Figure 4. Spontaneous ictogenesis in organotypic hippocampal slice cultures mirrors in vivo developmental profile

A. Spontaneous activity recorded in growth medium from CA3 of 32 organotypic slice cultures aged 7–30 DIV categorized as “No population discharge” (multi-unit activity only), “Interictal-like” (units and interictal-like spikes & bursts) and “Mixed interictal- and ictal-like” (units, interictal-like spikes & bursts and ictal-like discharges). The probability P of ictal-like discharges as function of age was fitted with a sigmoidal function (dashed line) with P₅₀ = 21 DIV (r² = 0.99). B. Pooled inter-spike-interval (ISI) distribution for all spikes detected (Fig. 1) in 10 cultures 14–30 DIV displaying mixed interictal- and ictal-like discharges. The distribution was fitted with the sum of two Gaussian distributions (black line), reflecting a population of low ISI (60±110 msec, high frequency, ictal-like activity) and a population of high ISI (700±600 msec, low frequency, interictal-like activity). C. The development of spike activity in groups of discharges with ISI ≤500 msec (frequency ≥2 Hz) as a function of organotypic slice culture age. The first bin of up to 10 consecutive spikes at ≥2 Hz discharge frequency includes single spikes with ISI ≥500 msec. Prolonged periods of pathological multi-unit activity with mean spike width <20 msec (Fig. 5) are excluded.

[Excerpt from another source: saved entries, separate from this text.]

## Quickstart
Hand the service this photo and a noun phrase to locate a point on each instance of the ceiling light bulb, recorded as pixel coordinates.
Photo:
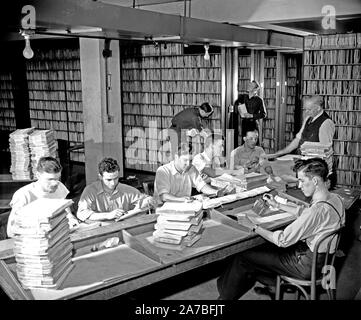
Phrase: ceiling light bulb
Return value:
(206, 54)
(28, 52)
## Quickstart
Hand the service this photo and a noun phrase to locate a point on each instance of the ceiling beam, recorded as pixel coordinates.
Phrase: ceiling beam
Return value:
(118, 22)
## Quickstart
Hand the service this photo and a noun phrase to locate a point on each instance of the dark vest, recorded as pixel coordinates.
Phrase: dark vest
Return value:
(311, 130)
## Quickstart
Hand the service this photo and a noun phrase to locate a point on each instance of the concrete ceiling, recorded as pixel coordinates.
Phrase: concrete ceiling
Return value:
(300, 17)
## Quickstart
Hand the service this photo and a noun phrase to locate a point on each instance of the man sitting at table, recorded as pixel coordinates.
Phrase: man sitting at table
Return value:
(297, 240)
(174, 180)
(47, 185)
(208, 163)
(248, 156)
(107, 199)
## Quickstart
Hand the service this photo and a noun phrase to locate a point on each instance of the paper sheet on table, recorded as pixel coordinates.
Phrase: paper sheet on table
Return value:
(273, 217)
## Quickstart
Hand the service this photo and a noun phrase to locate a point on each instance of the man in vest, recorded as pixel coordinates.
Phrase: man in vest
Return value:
(317, 127)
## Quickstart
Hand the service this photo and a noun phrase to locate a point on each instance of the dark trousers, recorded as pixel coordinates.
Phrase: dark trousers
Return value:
(265, 261)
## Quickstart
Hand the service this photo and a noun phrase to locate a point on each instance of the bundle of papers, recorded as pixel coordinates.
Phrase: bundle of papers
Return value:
(179, 225)
(241, 182)
(20, 154)
(216, 202)
(42, 143)
(317, 150)
(42, 245)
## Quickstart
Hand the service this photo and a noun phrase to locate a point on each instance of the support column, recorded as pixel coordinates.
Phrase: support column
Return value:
(101, 105)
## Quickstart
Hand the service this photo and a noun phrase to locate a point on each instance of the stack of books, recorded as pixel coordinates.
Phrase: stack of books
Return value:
(317, 150)
(179, 225)
(20, 154)
(42, 143)
(241, 182)
(42, 245)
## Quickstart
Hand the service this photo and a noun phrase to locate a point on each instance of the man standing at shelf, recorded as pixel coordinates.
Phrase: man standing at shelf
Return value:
(250, 107)
(248, 156)
(209, 162)
(289, 251)
(190, 118)
(48, 186)
(174, 180)
(107, 199)
(317, 127)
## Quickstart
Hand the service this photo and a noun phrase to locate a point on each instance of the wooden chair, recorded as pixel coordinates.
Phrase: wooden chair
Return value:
(315, 281)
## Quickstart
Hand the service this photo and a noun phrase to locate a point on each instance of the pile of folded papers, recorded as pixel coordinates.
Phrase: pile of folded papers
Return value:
(240, 182)
(317, 150)
(42, 245)
(42, 143)
(20, 154)
(179, 225)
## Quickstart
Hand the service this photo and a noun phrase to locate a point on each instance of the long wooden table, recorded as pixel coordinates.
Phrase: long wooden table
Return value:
(136, 262)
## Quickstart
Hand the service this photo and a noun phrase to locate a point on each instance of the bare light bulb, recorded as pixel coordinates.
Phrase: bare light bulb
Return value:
(206, 54)
(27, 52)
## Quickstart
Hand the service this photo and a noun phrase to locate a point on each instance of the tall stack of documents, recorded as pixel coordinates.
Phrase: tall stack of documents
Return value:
(42, 246)
(20, 154)
(42, 143)
(317, 150)
(179, 225)
(241, 182)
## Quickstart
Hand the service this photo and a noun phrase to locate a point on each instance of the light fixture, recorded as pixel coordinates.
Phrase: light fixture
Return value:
(206, 54)
(28, 53)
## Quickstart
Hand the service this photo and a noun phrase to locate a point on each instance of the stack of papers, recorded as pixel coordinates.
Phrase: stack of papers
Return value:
(216, 202)
(20, 154)
(42, 245)
(42, 143)
(179, 225)
(317, 150)
(241, 182)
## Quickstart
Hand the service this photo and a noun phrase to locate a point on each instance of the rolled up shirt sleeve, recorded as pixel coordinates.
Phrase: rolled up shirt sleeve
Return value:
(85, 208)
(196, 178)
(198, 163)
(300, 229)
(162, 182)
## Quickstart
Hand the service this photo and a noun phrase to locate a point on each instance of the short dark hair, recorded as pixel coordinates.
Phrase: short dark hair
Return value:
(212, 138)
(184, 149)
(250, 129)
(48, 165)
(257, 84)
(108, 165)
(206, 107)
(312, 167)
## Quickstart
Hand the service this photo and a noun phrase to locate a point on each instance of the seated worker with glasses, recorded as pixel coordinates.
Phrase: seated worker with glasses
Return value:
(248, 156)
(289, 251)
(107, 199)
(174, 180)
(209, 163)
(47, 185)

Figure 5. Long lasting ≥2 Hz activity at 14

–17 DIV. A. High frequency pathological multi-unit activity at 14 DIV. B. High frequency pathological multi-unit activity at 14 DIV. C. Mean spike width distributions for groups of consecutive high frequency spikes at 14–30 DIV. Note that mean spike widths at 14–17 DIV predominantly fall below 20 msec, consistent with multi-unit discharges.

Figure 6. Spontaneous epileptiform discharges are the result of intrinsic alterations in organotypic slices but requires growth medium

A. Robust ictal-like discharges in growth medium disappear within ~5 min of washing in standard ACSF. B. 100 min field potential recording from a 7 DIV hippocampal slice culture without GlutaMAX in the growth medium. C. 100 min field potential recording from a 7 DIV hippocampal slice culture with GlutaMAX in the growth medium. D. The threshold between pathological activity and physiological activity (Fig. 1) calculated in 5 min epochs of 100 min recordings with and without GlutaMAX for 7–8 DIV cultures. E. Without the glutamine supplement GlutaMAX in the recording medium, epileptiform activity in 21+ DIV cultures is delayed beyond the standard 60 min recording period.

Figure 7. The anti-epileptic drug Phenytoin converts spontaneous ictal-like discharges to interictal-like activity

A. The duration of robust ictal-like discharges recorded in the growth medium of 3 hippocampal slice cultures (upper panel) was gradually shortened during wash-in of medium containing 100 μM phenytoin (middle panel). After 20 min wash-in, only interictal-like spikes and short burst persisted in the medium containing 100 μM phenytoin (lower panel). B. The transition from ictal-like activity in growth medium (black bars) to inter-ictal like activity following 20 min wash-in of medium containing 100 μM phenytoin (grey bars) is reflected in the decrease of ≥2 Hz spike activity spanning more than 20 consecutive spikes.